Monetizing IP the (new) IBM way

by Duncan Bucknell

IBM has come up with what is says is "a new paradigm for exploiting the inherent value within a large asset portfolio, such as a portfolio of intellectual property asserts", and of course, they've filed for patent protection (see for example US 20070244837).

So how does the new paradigm work?  In simple terms, small companies can pay an ongoing royalty or fee to a large entity which has a large IP portfolio in return for a 'floating privilege' over the portfolio.  The privilege isn't attached to any one IP right, but to the portfolio as a whole.  The privlege won't crystallise until a predetermined 'trigger event' occurs - and then an interest in part of the portfolio will be created in favour of the fee payer.

I guess you can say it's a type of insurance - you pay a subscription to have access to an IP portfolio should you ever need it - say, for example if you were sued by a 'troll'.  (See for example, claim 15.)

Yes this is a business method patent, and yes, IBM have been stressing a move away from business method patents.  They even withdrew the controversial outsourcing business method patent in response to controversy for this very reason.  But there you go.

IBM spokesman Steven Malkiewicz has said that while the application does describe a business method, "this is all only possible with technology."

I'm not sure if Mr Malkiewicz has read claim 1 of the patent.  Here it is, what do you think?

1. A method for extracting value from a portfolio of assets, comprising:granting a privilege to a second party by a first party at time t1 to permit the second party to exercise the privilege upon the occurrence of a predetermined event occurring at time t2 where t2>t1, and wherein the exercise comprises obtaining an interest in one or more assets residing in a dynamic pool of assets comprised of assets from the portfolio of assets at time t2, wherein zero or more assets are in the dynamic pool at time t1 and said zero or more assets are not in the dynamic pool at time t2.

I wonder how they will deal with conflicting privileges.  Clearly they will issue many "insurance policies" over their portfolio - but what happens when two policy holders have trigger events that conflict?  As an example, only the patentee or exclusive licensee can sue in most countries.  How will two privilege holders both be able to obtain exclusive licensee status so that they can sue?
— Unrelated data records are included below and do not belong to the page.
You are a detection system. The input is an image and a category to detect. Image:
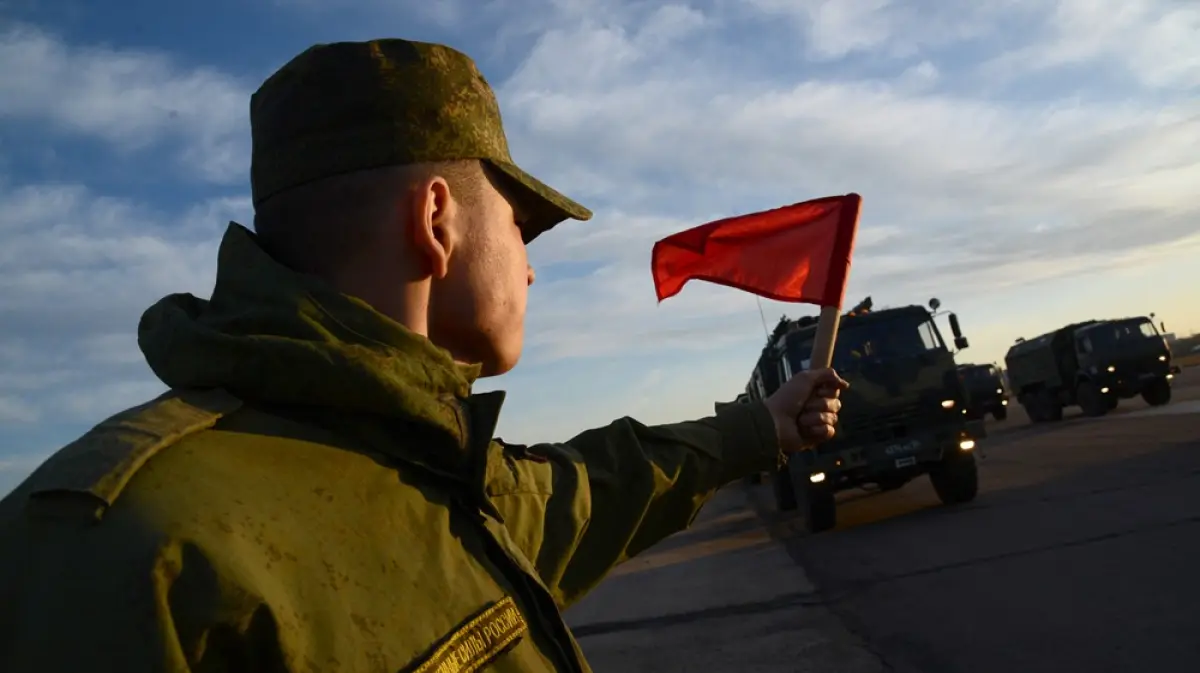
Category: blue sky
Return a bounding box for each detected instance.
[2,0,1199,495]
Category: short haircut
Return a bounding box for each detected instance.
[252,159,485,276]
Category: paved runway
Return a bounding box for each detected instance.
[759,370,1200,673]
[566,371,1200,672]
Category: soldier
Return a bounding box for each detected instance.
[0,39,847,672]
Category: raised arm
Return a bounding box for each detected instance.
[488,368,847,609]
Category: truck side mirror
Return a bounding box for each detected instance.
[955,336,970,350]
[948,313,963,338]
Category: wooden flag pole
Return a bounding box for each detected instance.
[808,193,860,371]
[809,305,841,369]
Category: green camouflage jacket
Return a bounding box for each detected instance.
[0,223,781,673]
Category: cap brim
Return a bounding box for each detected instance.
[484,159,592,243]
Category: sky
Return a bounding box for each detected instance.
[1,0,1199,496]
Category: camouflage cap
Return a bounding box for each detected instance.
[249,39,592,242]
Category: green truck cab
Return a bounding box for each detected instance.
[746,298,985,533]
[957,363,1011,421]
[1004,316,1174,421]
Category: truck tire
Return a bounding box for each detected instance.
[930,449,978,505]
[1142,378,1172,406]
[801,481,837,533]
[1076,382,1109,417]
[992,405,1008,421]
[772,465,798,511]
[1022,400,1041,423]
[1041,392,1064,422]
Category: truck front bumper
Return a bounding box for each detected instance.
[796,424,982,491]
[966,391,1009,415]
[1095,367,1171,397]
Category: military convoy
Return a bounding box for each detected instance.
[956,363,1011,421]
[744,297,985,533]
[729,302,1183,532]
[1004,316,1174,421]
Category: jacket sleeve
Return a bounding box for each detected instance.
[489,400,782,610]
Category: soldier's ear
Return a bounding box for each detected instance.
[407,175,458,280]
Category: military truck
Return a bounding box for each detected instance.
[1005,316,1174,421]
[957,363,1010,421]
[746,298,985,533]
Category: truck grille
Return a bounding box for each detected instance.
[840,403,943,444]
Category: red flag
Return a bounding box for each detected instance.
[650,193,860,308]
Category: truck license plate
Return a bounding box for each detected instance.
[895,456,917,468]
[884,439,921,456]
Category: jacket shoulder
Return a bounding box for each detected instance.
[18,388,244,522]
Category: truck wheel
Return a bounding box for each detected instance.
[801,481,836,533]
[992,405,1008,421]
[1142,378,1172,406]
[1021,400,1041,423]
[1041,393,1064,422]
[930,449,978,505]
[771,465,797,511]
[1076,382,1109,417]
Also, seeking access to such a large IP portfolio only to use in a counter-suit is fine, but there seem to be some other interesting things that such access might allow.  

Finally, in many cases the 'tactic' of responding to a patent infringement suit by finding a patent you can counter sue on is often a really bad one.  It's been brought about almost exclusively in the USA (does it occur anywhere else?) because of some quirks in the US system.